Я помню то утро, когда меня слепили, хотя у теста нет памяти в обычном смысле и у круга нет углов, за которые можно было бы зафиксировать время; но я помню запах, потому что запах – это тоже язык, и он сказал мне: ты родишься там, где будет тепло, и первое, что ты узнаешь о мире, будет не взгляд, не слово и даже не прикосновение, а дыхание печи, медленное и равномерное, как шаги ночного сторожа вокруг маленькой деревни. Старуха держала меня на ладонях, как держат что-то смешное и любимое, – чуточку стыдясь этой любви и всё же уже не в силах отказать себе в ней, а старик при этом шевелил губами, считая воображаемые монеты, которые они сэкономили на сегодняшнем обеде, и я услышал в его счёте улыбку, очень тихую, вроде той, что бывает у человека, который вдруг заметил, что в конце пути есть ещё один поворот, и он не ведёт в пропасть.
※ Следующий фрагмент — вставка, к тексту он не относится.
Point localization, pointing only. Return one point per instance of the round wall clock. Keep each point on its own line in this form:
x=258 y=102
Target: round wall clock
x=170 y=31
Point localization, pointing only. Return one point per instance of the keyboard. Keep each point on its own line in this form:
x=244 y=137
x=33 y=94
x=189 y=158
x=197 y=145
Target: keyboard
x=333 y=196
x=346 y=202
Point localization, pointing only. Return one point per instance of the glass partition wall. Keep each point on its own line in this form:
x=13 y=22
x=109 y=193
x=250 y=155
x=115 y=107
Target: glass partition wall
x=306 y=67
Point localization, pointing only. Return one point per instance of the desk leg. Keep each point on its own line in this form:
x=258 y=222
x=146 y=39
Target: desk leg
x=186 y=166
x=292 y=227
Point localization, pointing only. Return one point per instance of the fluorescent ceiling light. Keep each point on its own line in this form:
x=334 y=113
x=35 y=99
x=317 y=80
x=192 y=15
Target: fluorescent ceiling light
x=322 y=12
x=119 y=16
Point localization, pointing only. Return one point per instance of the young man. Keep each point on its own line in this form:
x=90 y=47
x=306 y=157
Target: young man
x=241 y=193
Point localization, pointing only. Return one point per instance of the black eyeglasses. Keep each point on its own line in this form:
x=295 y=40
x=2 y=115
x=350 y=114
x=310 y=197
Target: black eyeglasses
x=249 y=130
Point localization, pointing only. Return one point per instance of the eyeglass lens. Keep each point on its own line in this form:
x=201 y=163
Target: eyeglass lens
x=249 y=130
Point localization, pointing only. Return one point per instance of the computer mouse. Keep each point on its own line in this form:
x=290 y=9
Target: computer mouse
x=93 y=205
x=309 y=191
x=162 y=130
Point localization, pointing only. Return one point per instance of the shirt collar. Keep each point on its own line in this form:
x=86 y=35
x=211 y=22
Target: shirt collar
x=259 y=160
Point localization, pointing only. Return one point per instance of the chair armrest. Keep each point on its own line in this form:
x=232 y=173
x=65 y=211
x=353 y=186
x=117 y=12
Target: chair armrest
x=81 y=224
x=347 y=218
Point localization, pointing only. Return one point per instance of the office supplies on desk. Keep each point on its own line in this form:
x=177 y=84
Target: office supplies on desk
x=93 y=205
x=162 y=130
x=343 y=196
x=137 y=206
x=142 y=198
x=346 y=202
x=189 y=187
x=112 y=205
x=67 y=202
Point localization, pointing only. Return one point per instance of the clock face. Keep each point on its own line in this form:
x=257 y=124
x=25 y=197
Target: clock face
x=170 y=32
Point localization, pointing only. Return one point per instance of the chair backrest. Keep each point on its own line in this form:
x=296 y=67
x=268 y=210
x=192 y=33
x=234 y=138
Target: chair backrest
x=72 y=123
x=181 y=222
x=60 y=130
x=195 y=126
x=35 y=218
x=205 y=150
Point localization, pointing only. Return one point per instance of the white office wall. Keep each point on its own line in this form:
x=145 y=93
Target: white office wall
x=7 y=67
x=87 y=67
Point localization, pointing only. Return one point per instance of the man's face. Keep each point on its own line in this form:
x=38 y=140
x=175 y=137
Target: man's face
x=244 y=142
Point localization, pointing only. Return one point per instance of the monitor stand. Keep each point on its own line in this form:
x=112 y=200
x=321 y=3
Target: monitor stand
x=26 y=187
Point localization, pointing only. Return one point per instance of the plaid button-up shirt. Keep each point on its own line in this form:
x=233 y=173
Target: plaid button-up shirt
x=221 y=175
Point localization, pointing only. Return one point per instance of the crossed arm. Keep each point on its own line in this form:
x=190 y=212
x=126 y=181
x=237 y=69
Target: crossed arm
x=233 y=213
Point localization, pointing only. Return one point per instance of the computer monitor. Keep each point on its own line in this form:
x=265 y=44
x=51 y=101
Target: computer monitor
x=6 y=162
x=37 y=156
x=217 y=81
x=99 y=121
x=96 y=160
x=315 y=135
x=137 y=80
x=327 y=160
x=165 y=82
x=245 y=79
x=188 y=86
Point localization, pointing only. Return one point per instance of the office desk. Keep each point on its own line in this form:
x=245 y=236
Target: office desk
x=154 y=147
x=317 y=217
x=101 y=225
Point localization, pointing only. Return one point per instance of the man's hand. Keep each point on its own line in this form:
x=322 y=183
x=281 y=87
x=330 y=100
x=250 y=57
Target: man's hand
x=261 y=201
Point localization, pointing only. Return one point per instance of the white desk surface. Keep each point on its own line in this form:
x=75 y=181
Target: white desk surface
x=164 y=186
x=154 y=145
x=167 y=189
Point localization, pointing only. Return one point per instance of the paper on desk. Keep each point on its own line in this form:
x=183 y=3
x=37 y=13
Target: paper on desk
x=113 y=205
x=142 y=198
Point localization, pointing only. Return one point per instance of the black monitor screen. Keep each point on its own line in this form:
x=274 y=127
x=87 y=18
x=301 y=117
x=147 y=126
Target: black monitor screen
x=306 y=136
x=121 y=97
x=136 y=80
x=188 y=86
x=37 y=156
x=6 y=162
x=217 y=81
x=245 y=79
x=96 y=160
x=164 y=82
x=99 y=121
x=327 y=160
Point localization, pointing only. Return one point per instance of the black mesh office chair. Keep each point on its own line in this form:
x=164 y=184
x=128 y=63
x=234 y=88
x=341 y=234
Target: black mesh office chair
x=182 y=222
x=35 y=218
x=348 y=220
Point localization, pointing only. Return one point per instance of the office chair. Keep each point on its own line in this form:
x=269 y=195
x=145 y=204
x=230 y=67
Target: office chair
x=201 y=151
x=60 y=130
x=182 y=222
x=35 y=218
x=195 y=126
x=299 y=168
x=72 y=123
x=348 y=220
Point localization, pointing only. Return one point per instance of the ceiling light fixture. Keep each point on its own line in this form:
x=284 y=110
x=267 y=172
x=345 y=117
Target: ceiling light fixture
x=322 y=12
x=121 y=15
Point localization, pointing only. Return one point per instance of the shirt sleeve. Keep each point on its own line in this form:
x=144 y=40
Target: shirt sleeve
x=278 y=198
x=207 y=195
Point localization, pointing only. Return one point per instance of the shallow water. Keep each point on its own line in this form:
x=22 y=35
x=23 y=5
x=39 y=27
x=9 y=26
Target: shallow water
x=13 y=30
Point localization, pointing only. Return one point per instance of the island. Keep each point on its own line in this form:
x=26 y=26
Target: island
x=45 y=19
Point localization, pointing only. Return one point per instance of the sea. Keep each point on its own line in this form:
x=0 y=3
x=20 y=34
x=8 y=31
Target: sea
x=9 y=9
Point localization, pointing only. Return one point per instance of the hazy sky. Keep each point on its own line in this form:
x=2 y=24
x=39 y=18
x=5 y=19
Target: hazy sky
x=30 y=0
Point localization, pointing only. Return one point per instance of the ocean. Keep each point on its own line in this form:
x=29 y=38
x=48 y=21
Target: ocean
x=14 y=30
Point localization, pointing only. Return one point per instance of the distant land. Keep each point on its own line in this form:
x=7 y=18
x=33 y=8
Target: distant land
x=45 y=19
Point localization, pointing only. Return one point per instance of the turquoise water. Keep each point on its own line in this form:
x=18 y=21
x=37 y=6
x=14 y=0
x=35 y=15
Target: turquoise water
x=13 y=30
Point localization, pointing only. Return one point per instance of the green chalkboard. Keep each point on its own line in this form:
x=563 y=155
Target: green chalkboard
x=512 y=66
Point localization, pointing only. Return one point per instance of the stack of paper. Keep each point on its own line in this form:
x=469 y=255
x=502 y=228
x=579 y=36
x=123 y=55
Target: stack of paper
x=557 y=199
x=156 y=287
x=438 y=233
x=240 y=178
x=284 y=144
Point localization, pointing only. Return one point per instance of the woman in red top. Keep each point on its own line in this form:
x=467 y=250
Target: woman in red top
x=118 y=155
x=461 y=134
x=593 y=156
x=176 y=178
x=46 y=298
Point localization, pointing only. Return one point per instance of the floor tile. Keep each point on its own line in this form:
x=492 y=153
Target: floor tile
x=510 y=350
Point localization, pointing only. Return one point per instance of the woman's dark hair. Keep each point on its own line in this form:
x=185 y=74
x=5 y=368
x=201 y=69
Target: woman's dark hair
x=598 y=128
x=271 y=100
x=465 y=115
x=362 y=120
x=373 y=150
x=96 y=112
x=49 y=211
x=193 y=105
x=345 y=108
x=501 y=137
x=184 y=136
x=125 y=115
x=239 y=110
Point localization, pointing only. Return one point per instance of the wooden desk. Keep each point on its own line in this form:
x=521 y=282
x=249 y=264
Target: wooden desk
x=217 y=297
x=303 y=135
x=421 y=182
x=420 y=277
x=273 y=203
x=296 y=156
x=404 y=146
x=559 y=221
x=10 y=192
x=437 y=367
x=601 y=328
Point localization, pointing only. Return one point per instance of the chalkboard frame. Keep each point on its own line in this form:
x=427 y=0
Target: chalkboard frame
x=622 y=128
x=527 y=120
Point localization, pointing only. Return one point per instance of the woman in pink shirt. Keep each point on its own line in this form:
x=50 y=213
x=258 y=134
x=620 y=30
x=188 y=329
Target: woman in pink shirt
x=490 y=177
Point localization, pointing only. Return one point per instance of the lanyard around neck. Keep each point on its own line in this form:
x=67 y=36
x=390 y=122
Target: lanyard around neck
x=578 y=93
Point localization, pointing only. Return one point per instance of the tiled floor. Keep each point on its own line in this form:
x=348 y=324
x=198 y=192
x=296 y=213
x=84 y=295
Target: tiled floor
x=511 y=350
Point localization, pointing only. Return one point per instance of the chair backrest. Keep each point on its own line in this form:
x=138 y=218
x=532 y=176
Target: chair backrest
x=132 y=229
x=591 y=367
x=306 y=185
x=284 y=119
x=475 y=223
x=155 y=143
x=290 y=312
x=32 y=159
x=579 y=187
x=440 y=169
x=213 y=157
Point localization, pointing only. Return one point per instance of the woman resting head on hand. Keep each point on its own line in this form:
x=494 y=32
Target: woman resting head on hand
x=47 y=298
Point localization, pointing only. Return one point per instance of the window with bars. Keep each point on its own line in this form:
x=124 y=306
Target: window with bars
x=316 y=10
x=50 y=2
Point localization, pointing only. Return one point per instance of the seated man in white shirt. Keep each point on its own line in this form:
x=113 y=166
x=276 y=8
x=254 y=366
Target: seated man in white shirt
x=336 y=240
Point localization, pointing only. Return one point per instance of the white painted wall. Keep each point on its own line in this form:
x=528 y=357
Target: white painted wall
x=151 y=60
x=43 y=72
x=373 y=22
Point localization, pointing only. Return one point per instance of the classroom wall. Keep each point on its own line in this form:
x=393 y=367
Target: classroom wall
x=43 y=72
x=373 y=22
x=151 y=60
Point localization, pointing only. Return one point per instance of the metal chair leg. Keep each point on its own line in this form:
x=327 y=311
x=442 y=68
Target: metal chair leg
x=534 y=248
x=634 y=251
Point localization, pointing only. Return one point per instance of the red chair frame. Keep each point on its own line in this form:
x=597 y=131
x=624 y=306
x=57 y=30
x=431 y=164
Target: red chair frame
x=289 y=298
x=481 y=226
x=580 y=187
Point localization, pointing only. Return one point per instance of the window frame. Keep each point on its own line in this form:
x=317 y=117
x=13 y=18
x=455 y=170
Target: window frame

Печь – как маленькое солнце – втягивала воздух и выдыхала жар, и мне казалось, что я плыву по неведомой реке, и у этой реки нет берегов, а есть лишь тёплые волны, и каждая волна шепчет: не бойся, ты – лёгкий, пока ты ещё не остыл, ты – податливый, пока ты ещё не стал своим собственным телом. Старуха гладкой ладонью делала меня круглым, и я понял, что круглость – это не форма, а обещание дороги, потому что круг не имеет начала и конца, а значит, где бы ты ни был, ты всегда рядом с отправной точкой и в то же время всегда далёк от неё, как звезда далека от своей первой искры.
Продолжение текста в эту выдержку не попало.